炭酸ガスレーザーによるホクロ治療・イボ治療の効果と副作用

CO2RE(コア) 炭酸ガスレーザー(CO2レーザー)とは、二酸化炭素(炭酸ガス)を媒質とした10,600nm(ナノメートル)という赤外線領域の波長をもつレーザーです。この波長は水に吸収されやすい性質があり、レーザーが皮膚内の水分に反応して組織を蒸散させ、皮膚を削ったりすることができます。

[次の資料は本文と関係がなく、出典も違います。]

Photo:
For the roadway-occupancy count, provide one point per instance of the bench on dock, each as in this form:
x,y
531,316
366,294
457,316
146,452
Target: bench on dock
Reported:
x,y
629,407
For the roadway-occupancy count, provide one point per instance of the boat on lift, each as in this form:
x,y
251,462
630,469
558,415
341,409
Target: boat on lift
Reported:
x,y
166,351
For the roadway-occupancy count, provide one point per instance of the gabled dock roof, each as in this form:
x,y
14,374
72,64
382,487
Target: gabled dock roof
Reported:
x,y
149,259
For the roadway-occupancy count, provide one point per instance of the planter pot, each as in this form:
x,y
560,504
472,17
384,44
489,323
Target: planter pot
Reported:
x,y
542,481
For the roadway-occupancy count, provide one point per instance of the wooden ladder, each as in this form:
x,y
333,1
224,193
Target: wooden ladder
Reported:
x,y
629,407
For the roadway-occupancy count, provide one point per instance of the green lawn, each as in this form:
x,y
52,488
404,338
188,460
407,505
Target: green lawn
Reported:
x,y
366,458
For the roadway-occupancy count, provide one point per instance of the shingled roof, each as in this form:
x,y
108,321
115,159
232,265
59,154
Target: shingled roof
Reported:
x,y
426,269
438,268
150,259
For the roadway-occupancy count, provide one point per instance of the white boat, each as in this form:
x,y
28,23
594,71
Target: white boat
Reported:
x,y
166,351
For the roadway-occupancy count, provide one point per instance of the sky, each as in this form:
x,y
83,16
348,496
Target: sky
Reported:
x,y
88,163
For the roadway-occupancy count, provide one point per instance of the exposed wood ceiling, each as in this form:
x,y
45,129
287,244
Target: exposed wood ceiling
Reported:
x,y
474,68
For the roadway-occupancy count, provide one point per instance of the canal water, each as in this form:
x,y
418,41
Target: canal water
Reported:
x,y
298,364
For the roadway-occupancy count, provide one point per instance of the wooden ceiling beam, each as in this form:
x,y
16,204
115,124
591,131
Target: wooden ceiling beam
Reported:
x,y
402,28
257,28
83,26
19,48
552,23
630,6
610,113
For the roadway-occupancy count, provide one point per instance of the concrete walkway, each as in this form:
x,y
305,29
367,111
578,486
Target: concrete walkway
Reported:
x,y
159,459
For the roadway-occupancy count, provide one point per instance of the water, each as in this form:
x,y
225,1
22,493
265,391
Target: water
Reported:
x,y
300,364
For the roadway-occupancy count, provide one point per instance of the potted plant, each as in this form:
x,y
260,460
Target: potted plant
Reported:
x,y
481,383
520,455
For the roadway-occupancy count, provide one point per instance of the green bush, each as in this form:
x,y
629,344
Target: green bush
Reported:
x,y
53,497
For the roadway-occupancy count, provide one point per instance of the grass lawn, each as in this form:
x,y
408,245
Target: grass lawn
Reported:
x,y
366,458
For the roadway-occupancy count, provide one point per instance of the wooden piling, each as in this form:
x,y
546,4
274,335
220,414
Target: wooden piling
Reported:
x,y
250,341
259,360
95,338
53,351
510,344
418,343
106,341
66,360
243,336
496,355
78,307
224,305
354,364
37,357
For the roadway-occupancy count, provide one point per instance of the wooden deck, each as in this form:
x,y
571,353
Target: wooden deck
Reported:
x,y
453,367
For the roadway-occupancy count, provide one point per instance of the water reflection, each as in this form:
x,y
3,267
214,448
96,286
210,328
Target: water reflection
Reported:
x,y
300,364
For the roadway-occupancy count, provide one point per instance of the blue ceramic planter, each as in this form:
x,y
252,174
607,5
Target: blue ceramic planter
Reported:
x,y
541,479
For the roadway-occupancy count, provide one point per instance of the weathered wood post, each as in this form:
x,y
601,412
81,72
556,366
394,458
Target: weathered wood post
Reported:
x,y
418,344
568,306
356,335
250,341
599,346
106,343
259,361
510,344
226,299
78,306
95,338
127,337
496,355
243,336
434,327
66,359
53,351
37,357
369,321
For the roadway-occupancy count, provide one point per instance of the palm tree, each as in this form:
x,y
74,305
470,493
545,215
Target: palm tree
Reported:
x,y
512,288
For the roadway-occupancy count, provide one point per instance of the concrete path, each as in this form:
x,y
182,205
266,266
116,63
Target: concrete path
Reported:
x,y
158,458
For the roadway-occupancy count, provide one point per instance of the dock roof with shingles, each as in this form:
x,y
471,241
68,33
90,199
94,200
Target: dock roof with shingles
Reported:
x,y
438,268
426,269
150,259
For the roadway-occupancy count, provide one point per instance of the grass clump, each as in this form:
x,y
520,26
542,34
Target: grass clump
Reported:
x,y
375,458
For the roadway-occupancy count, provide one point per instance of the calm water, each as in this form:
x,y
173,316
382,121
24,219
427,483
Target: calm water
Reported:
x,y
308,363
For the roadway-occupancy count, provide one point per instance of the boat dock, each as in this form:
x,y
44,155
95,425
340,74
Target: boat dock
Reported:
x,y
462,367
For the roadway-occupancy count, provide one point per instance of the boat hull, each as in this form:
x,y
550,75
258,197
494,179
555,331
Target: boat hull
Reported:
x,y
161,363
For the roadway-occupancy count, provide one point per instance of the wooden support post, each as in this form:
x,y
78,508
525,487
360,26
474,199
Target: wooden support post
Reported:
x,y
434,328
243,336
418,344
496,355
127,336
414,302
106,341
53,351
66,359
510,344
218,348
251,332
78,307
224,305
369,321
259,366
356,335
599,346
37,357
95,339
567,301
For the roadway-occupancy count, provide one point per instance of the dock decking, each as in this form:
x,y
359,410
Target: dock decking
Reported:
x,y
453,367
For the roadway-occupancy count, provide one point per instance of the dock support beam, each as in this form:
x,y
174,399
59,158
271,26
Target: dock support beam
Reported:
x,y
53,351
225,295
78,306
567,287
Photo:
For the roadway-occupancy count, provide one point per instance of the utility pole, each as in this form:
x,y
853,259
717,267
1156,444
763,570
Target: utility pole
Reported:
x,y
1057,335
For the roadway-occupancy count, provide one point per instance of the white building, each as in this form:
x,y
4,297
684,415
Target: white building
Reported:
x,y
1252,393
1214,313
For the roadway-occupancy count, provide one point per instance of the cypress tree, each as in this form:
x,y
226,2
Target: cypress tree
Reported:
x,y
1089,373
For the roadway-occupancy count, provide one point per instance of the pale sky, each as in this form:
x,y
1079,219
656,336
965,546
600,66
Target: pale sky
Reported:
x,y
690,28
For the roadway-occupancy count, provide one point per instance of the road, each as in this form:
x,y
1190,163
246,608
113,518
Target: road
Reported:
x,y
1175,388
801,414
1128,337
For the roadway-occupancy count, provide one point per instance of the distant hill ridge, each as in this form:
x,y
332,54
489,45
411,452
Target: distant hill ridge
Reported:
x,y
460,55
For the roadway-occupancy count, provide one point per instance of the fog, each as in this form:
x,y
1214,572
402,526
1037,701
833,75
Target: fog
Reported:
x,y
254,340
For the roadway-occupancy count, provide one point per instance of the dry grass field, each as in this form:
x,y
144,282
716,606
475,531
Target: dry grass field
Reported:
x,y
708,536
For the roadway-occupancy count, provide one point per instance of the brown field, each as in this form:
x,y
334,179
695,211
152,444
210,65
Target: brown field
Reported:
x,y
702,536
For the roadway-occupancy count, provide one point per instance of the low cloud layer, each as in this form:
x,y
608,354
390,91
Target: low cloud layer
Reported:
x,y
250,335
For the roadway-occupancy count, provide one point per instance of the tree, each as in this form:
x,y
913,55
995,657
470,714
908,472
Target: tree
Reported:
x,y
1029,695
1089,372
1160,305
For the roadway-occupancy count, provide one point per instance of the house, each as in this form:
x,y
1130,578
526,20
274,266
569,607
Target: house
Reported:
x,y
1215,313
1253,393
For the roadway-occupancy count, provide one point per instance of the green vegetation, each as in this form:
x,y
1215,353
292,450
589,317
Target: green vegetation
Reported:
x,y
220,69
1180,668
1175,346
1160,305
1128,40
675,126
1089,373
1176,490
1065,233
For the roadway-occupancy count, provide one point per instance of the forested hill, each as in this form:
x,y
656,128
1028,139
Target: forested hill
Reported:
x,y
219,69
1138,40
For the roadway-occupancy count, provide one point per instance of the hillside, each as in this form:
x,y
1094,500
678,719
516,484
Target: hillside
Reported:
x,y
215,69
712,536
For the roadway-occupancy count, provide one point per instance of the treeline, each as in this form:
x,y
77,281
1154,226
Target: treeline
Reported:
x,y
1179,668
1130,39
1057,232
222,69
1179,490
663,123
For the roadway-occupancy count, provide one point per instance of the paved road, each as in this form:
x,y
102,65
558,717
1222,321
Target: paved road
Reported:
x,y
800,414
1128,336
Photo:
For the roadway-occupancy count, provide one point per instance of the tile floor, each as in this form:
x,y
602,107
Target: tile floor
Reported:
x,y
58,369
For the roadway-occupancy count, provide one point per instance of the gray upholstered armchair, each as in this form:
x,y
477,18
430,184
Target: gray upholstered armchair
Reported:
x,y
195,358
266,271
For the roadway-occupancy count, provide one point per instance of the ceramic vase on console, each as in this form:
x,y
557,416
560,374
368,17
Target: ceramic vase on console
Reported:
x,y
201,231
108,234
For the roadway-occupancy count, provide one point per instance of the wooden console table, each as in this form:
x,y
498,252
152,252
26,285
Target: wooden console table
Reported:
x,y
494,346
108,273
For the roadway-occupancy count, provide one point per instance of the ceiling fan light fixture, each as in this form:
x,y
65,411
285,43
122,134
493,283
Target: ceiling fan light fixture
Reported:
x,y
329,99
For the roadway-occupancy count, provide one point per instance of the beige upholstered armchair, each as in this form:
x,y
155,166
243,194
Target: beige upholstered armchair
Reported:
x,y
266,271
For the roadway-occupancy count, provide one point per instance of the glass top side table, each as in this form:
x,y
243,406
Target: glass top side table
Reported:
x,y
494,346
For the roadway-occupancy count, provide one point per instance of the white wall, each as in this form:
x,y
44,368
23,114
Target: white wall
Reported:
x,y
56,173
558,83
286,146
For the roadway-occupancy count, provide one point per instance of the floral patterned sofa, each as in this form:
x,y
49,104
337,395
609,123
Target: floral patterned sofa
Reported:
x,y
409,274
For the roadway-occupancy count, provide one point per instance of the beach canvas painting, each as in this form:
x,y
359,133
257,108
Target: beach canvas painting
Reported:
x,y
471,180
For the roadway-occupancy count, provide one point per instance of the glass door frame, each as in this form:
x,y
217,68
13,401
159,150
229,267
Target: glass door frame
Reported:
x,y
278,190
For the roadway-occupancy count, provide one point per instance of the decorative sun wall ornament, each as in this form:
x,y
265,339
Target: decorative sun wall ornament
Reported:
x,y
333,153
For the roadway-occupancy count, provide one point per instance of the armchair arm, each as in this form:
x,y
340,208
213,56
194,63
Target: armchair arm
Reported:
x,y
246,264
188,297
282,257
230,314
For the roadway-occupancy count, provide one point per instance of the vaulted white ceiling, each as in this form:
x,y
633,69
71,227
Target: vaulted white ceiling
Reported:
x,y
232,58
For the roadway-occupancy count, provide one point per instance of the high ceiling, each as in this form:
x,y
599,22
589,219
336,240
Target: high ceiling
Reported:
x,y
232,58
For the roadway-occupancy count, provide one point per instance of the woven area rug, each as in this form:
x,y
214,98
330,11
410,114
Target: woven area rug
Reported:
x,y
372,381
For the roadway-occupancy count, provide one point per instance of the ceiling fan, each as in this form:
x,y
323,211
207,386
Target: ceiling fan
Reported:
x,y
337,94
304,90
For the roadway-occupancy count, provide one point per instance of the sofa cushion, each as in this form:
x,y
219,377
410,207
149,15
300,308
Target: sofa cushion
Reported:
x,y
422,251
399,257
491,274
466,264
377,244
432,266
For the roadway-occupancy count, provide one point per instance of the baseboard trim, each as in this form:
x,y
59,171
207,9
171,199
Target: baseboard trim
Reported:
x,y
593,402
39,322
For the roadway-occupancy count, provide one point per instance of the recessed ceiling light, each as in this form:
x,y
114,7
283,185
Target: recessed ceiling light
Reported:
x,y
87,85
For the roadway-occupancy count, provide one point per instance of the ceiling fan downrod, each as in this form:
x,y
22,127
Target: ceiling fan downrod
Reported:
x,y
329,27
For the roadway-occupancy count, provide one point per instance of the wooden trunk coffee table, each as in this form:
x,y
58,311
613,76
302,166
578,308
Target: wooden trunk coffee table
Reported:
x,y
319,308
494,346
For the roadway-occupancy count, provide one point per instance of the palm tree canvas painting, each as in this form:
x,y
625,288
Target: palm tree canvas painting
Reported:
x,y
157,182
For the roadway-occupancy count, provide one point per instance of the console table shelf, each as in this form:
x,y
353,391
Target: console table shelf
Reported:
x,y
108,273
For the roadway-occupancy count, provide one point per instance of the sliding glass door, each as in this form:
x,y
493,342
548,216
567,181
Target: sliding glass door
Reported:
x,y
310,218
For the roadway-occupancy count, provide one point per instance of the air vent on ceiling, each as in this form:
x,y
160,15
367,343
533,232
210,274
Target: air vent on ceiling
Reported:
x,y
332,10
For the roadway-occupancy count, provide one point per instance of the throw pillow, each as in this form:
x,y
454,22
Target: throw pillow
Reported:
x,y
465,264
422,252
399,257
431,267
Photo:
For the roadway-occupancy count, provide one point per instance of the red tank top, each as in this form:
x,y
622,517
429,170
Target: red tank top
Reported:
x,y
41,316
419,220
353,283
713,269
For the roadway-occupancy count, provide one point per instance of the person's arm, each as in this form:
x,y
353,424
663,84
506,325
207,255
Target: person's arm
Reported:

美容医療においては、ホクロ(色素性母班)、イボ(脂漏性角化症)、瘢痕などの、皮膚が盛り上がった疾患に対して用いられます。

炭酸ガスレーザーについて

炭酸ガスレーザーの効果・効能

  • 水に吸収されやすい波長の性質により、レーザーが皮膚内の水分に反応して組織を蒸発・蒸散させ、皮膚を削ったりすることができる。
  • メスを使うよりも出血が少ない。
  • 皮膚の深いところに存在するホクロには適していない。
  • にきびに穴をあけて膿の排出を促す治療にも使用される。

適応する症状

  • 盛り上がったホクロ(色素性母斑)。
  • イボ、脂漏性角化症(老人性疣贅)
  • 肥厚性瘢痕。
  • 隆起性の皮膚病変。
  • にきびの芯や膿の圧出。

治療手順

Step1カウンセリングで皮膚症状を診断。
Step2洗顔、クレンジングによって施術部位の汚れを落とす。
Step3局所麻酔をする。
Step4目を保護するための、ゴーグル、シールドを装着する。
Step5レーザー照射。ホクロやイボを削っていく。
Step6治療後は、保護テープを貼って終了。

アフターケア

  • 治療後は、軟膏と保護テープで湿潤状態にする必要があります。この処置をすることで自然治癒力が高まってキレイに治ります。
  • 施術部位をこすったり、紫外線に当てないようにしましょう。
  • 治療後は炎症後色素沈着ができますが、月日の経過と共に改善していきます。また、美白剤を使用することで色素沈着は改善します。
  • 皮膚の陥没は、数か月から数年にかけて目立たなくなっていきます。(場合によっては、そのまま皮膚の凹みが残ることもあります。)

治療回数の目安

ホクロやイボの場合は、基本的に1回で取れます。大きなものや、箇所が多い場合は、複数回に分けたほうが良いこともあります。

炭酸ガスレーザーの副作用・注意点・短所

  • 皮膚を削るため、皮膚が陥没した状態になります。ただし、時間の経過と共に自然治癒力によって改善して目立たなくなっていきます。
  • 施術前、施術後も紫外線対策をしましょう。
  • 皮膚の回復を順調にするために、体調の悪い時には治療を受けるべきではありません。
  • ケロイド体質・瘢痕体質の場合では、治療が不向きなことがあります。(瘢痕形成を抑制する薬(トラニラスト)を服用したほうが良いケースもあります)。
  • 妊娠中は、女性ホルモンの関係によりレーザー治療後の色素沈着がひどくなることがあるため、基本的に治療は控えましょう。